Democrats and their allies in the mainstream media are desperate to take the spotlight away from any progress made at the Trump-Kim Jong Un summit. They are also insisting that President Trump accomplish immediately the complete, verifiable and irreversible denuclearization of North Korea that the Obama administration and its predecessors failed to accomplish for so many years while they had a chance.
Congressional Democrats now in charge of the House of Representatives sought to undermine the summit before it even got underway, staging a public circus featuring the testimony of convicted liar Michael Cohen. All we really learned of any newsworthy value from the hearing is that Cohen, while trying to smear the president in every way imaginable to rationalize his own criminal conduct, admitted that he had no direct knowledge of collusion between Donald Trump or his campaign and the Russians.
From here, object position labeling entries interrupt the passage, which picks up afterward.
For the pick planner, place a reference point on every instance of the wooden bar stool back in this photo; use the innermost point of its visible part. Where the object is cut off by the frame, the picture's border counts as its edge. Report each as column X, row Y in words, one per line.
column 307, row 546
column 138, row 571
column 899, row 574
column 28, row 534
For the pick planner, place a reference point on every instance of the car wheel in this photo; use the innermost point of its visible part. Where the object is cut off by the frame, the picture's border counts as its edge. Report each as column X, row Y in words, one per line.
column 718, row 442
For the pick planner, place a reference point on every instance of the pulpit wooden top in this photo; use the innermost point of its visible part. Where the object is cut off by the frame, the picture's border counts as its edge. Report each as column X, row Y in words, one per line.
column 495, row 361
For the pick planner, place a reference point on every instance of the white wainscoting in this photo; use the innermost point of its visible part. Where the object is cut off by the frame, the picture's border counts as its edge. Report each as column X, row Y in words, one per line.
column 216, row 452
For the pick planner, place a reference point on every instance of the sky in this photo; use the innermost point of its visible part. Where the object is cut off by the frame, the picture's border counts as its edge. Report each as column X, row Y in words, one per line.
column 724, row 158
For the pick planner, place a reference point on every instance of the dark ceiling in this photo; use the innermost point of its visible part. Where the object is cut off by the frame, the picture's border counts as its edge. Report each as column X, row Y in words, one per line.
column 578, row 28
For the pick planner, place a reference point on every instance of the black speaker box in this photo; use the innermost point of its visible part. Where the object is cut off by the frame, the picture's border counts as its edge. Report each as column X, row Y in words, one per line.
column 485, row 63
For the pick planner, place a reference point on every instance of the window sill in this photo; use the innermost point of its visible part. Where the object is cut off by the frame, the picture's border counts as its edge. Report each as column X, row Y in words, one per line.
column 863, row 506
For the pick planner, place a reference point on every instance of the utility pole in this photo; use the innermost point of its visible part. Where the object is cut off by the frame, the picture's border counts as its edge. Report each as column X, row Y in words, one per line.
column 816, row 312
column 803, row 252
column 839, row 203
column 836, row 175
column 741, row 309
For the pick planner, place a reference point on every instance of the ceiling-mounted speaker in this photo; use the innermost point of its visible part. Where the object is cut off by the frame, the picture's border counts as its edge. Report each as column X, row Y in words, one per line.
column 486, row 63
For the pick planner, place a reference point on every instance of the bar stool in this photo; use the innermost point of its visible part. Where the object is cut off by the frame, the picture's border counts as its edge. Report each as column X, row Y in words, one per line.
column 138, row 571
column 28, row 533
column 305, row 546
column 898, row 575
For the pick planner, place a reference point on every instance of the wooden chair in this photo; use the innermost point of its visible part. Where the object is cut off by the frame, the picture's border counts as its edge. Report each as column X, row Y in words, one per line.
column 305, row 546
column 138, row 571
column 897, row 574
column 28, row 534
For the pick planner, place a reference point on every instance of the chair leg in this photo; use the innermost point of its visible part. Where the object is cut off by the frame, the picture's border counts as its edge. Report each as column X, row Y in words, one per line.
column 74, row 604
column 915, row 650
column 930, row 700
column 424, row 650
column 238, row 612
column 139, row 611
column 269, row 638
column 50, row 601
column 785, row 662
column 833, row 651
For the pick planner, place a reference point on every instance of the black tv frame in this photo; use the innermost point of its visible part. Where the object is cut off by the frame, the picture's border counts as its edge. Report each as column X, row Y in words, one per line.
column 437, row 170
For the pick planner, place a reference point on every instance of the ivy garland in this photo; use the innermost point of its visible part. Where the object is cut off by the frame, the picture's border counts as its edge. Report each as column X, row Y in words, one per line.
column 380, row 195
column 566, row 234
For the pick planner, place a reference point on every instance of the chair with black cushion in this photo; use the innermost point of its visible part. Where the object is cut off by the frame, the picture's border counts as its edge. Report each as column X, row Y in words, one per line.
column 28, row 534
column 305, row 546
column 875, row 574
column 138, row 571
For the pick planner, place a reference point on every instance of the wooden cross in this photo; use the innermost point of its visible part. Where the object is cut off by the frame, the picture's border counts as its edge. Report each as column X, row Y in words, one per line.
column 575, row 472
The Democrats could have scheduled Cohen’s public testimony for next week. However, they put partisan interests before country. They chose to score some cheap political points to embarrass the president as he sits down with Kim. They used as their mainstay the testimony of a man convicted of lying to Congress. As Senator Lindsey Graham ( (R-S.C.) put it, “Democrats’ hatred of Trump is undercutting an important foreign policy effort and is way out of line.”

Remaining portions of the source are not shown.